Courville’s choice of an anchor for Hammurabi and his contemporary, Zimri-Lim of Mari, was one “Jabin of Hazor”, who figures in the correspondence of Zimri-Lim. Courville identified this Jabin with the King Jabin of Hazor at the time of Joshua, thereby pinning kings Hammurabi and Zimri-Lim to the C15th BC. Other revisionists have followed him in this, including the perceptive Dr. John Osgood, in his generally brilliant archaeological revision:

The Times of the Judges—The Archaeology:

 (b) Settlement and Apostasy

 
 
Whilst Dr. Osgood probably does this better than anyone else, he has unfortunately (I believe) attempted to fuse two biblico-historical eras that were, in fact, separated the one from the other by about half a millennium.

Unfortunately for both Courville and Osgood, and those who have followed them on this, the name “Jabin” was used by various rulers of Hazor down through the centuries.
We read, for instance, at (http://www.bible.ca/archeology/bible-archeology-ibni-addad-yabni-haddad-qishon-jabin-king-of-hazor-joshua-deborah-barak-1700bc.htm):

Five different references to Jabin of Hazor

Archeology now has uncovered a total of three different references to Jabin, in addition to the two Bible references to Jabin of Joshua (1406 BC) and Deborah (1200 BC). This proves the Bible was right all along and that "Jabin" is a dynastic name for a series of kings rather than the one time use of a single king. Two 18-17th century inscriptions have been found at Mari and Hazor with the name Jabin. A third is on the names list of Ramesses II at the Amon Temple at Karnak 1279-1212 BC.

  1. The Accadian tablet from Mari reads: “Ibni-Addad king of Hazor.” (18th century BC)
  2. The Old Babylonian tablet letter from Hazor is actually addressed "To Ibni". (18-17th century BC)
  3. The Ramseese II namelist at Karnak reads: "Qishon of Jabin"
[End of quote]

Drs. Courville and Osgood have picked out quite the wrong Jabin of Hazor for the alignment with Zimri-Lim, and hence for the establishment of a rock-solid historical synchronism for Hammurabi.

The correct era for Hammurabi and Zimri-Lim is clearly the time of King Solomon, as eventually pioneered by Dean Hickman (1986), and now flourishing with abundant synchronisms.
See my:
 
Hammurabi and Zimri-Lim as Contemporaries of Solomon
 
 
This being the case, then King Hammurabi of Babylon would have reigned centuries after Cushan, who would terrorise Israel not long after the death of Joshua.

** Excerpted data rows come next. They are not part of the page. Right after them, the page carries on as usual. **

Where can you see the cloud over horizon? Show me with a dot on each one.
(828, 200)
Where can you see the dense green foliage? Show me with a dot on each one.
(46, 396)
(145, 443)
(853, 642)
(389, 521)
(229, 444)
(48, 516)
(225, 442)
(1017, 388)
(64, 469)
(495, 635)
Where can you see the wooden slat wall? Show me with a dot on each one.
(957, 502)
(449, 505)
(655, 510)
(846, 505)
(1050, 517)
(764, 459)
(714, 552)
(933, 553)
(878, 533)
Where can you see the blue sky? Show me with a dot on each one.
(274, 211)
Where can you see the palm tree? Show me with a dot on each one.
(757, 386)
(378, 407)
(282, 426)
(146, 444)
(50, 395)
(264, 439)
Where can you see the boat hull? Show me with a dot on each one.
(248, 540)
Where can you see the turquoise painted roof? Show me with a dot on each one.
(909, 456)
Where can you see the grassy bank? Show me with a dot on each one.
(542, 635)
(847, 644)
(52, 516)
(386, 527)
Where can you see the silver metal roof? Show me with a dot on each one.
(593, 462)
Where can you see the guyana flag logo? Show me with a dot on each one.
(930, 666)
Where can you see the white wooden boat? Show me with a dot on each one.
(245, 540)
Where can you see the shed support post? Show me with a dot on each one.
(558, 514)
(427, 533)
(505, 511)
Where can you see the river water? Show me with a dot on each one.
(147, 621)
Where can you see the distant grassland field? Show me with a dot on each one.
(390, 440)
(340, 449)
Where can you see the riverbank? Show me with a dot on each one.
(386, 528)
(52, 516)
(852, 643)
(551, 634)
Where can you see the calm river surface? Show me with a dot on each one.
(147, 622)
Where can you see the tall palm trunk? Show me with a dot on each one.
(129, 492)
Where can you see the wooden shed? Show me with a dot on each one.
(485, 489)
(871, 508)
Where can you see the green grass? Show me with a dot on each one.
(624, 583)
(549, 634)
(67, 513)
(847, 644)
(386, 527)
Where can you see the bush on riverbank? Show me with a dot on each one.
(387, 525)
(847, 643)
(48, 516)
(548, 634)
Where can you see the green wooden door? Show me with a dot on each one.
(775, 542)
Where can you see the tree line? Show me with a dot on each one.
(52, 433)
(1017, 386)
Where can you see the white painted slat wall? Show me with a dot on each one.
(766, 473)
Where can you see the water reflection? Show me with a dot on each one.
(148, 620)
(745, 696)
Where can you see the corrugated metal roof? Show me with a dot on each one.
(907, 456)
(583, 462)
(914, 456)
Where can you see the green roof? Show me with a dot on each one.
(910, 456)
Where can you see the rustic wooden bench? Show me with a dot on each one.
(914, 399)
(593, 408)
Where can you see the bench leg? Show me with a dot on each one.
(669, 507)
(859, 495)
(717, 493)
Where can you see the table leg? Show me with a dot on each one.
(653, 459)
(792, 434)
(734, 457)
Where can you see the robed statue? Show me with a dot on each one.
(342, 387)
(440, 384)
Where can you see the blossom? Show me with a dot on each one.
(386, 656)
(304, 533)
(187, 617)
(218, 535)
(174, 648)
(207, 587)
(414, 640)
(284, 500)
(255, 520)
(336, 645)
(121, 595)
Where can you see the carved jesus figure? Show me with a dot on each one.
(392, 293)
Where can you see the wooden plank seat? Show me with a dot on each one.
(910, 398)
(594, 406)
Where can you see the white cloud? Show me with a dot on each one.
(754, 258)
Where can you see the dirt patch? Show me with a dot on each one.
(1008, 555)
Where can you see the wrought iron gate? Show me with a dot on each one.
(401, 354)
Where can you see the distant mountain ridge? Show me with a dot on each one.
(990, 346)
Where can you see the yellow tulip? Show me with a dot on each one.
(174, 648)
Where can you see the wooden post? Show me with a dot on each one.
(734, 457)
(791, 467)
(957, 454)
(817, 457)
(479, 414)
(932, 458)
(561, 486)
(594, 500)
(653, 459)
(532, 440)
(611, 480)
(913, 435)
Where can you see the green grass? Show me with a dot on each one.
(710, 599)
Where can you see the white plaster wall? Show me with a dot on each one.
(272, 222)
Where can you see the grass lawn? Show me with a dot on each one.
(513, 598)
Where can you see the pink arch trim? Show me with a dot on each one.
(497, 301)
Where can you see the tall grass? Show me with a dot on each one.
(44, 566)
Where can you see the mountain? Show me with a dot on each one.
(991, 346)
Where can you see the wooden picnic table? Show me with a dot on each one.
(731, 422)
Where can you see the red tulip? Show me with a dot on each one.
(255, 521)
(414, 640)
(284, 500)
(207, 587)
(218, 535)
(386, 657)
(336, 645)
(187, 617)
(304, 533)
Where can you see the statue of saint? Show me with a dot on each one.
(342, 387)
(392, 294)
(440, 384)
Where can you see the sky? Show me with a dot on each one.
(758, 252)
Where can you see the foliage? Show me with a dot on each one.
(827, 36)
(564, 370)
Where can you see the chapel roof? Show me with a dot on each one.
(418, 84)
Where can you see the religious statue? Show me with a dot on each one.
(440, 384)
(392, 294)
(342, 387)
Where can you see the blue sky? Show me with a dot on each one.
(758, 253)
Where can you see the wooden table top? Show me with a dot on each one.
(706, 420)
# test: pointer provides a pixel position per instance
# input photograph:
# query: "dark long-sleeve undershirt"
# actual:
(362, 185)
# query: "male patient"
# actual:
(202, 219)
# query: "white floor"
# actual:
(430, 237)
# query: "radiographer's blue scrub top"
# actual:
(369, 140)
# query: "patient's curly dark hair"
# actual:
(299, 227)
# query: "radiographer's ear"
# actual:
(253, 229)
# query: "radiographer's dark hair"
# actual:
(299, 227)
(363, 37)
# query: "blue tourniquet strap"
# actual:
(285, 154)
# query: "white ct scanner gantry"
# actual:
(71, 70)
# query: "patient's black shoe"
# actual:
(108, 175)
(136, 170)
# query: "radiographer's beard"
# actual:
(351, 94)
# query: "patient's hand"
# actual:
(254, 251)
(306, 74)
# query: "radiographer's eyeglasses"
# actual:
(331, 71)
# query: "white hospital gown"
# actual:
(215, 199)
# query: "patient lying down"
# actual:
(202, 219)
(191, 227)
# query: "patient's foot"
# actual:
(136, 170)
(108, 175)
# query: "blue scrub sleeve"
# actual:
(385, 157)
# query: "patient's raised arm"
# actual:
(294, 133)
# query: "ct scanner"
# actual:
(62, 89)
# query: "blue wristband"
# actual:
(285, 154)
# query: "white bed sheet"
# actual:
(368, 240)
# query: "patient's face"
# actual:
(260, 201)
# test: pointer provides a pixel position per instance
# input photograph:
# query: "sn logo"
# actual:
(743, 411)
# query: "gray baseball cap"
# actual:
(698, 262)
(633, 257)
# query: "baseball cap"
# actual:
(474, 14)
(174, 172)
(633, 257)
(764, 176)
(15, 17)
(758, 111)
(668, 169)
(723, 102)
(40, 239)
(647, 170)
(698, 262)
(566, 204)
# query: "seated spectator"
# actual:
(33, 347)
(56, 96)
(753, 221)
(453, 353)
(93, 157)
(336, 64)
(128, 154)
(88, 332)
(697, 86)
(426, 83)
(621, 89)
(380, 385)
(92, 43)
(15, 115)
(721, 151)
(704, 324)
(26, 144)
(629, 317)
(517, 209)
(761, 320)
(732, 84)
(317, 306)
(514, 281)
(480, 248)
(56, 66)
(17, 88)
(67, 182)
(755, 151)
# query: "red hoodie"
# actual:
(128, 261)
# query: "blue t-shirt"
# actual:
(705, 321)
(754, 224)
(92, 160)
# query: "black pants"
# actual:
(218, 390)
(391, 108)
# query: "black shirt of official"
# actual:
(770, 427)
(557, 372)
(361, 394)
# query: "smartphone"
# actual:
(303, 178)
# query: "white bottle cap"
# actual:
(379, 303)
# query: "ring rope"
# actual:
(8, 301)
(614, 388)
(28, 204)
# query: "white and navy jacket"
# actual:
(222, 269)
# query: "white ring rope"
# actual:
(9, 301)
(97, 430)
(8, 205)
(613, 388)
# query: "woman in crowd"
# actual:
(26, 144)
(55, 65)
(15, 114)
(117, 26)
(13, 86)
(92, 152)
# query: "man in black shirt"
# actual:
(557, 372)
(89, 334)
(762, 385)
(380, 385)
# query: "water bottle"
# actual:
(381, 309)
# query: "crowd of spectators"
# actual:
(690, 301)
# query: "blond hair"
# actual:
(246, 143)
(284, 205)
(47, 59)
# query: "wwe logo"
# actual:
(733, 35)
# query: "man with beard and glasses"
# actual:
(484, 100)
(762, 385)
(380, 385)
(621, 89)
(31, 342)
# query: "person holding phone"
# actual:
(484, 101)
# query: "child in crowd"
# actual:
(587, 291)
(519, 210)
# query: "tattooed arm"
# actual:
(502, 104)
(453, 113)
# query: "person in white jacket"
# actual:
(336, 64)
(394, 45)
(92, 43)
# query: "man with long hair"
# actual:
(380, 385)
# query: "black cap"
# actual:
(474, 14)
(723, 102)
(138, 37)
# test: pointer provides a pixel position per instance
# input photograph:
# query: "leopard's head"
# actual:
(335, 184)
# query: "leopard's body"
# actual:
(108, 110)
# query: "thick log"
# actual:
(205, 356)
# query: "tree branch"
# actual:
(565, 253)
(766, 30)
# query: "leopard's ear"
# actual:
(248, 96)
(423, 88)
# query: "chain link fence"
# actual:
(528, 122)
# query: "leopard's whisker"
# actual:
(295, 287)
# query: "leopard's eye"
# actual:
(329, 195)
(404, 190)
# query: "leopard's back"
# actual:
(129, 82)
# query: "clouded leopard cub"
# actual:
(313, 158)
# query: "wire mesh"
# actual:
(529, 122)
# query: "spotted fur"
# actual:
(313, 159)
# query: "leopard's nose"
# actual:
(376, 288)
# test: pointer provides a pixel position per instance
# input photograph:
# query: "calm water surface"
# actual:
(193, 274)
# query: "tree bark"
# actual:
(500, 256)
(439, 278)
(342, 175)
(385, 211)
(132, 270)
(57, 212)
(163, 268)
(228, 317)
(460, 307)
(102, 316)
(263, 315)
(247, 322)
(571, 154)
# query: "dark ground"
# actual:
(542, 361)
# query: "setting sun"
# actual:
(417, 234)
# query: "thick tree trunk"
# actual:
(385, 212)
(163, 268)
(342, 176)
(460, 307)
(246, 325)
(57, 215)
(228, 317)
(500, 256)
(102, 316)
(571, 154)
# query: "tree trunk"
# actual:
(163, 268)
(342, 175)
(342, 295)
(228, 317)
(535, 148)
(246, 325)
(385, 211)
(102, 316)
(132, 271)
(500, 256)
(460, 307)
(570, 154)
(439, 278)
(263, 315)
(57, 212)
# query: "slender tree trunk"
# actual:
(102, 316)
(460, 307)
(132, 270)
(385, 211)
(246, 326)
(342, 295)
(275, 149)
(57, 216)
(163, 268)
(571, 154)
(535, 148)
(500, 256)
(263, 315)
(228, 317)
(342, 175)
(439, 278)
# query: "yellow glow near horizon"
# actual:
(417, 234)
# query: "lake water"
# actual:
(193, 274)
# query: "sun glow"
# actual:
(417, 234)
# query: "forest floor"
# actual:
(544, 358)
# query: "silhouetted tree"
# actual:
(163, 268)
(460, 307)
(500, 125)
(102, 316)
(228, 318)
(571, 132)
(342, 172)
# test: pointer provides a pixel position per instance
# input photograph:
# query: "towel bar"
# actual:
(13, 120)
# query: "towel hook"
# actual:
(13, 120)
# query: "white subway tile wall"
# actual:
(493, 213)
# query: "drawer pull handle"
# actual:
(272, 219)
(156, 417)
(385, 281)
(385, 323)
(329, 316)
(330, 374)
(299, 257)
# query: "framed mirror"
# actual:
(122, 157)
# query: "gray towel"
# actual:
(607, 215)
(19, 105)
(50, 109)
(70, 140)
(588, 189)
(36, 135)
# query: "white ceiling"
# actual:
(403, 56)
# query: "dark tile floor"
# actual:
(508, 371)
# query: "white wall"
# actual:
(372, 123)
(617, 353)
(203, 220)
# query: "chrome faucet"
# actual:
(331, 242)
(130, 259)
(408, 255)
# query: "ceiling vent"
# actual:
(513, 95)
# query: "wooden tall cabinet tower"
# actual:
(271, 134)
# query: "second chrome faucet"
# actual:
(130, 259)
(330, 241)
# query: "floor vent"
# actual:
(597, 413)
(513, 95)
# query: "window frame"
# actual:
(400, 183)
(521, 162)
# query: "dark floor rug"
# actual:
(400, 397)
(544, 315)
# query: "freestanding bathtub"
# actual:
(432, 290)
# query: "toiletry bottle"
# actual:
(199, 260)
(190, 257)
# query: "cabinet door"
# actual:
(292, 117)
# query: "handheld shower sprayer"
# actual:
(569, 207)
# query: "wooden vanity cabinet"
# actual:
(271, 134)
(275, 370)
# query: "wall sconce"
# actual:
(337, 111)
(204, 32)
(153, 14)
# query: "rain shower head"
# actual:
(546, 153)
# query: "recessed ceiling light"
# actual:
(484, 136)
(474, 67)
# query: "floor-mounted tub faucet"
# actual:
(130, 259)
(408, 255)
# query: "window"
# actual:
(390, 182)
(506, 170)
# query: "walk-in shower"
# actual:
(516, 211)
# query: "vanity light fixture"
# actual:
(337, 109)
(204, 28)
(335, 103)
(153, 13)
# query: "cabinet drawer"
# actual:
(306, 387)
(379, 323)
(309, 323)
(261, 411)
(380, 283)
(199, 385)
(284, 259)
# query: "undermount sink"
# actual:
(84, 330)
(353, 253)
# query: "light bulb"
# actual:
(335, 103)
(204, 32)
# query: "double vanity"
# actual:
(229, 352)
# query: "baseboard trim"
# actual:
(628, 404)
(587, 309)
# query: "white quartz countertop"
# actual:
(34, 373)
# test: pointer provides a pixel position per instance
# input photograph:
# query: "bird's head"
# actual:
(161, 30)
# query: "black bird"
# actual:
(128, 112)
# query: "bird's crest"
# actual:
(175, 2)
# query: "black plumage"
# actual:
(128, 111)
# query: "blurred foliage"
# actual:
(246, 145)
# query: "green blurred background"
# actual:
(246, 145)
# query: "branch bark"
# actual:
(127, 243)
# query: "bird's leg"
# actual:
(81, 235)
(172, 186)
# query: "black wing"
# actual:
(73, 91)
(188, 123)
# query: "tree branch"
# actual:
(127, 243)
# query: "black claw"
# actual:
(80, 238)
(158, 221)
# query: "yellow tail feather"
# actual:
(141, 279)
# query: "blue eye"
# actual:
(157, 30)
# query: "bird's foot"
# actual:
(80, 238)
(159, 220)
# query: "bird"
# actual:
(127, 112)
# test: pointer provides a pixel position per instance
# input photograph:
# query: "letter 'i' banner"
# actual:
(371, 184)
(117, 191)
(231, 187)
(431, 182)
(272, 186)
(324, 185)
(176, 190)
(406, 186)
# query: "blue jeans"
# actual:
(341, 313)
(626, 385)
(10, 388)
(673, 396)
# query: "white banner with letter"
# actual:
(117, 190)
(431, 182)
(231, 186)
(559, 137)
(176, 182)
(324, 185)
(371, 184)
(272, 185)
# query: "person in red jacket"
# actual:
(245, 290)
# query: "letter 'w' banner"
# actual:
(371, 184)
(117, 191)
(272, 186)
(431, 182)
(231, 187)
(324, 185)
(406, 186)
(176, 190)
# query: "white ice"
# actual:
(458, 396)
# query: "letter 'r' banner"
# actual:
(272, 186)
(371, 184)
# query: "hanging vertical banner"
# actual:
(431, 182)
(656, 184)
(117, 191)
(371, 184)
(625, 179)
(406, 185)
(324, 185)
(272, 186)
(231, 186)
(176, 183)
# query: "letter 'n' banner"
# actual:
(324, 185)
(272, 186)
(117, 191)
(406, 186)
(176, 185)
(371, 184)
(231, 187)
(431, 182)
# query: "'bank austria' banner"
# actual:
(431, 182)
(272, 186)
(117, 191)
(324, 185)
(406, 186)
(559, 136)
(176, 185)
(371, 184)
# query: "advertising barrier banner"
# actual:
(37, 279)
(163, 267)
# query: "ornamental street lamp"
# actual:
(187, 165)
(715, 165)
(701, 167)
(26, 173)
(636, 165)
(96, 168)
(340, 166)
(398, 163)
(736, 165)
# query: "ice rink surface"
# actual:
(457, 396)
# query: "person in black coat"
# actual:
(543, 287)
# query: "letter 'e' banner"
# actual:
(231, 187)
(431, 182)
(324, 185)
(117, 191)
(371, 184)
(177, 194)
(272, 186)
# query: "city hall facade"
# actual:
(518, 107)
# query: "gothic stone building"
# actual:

Dr. Osgood’s view that “Jabin and Zimri-Lim fit archaeologically with the time surrounding the establishment of the MB I civilisation of Palestine, here identified with the Israelite conquerors”, whilst correctly identifying the Israelites archaeologically with the MB I people, is only because the conventional historians have incorrectly dated Zimri-Lim to the C18th BC, which is wrongly identified as the MB I phase.

However, he is wise enough to add to this that “…nothing is proved …”.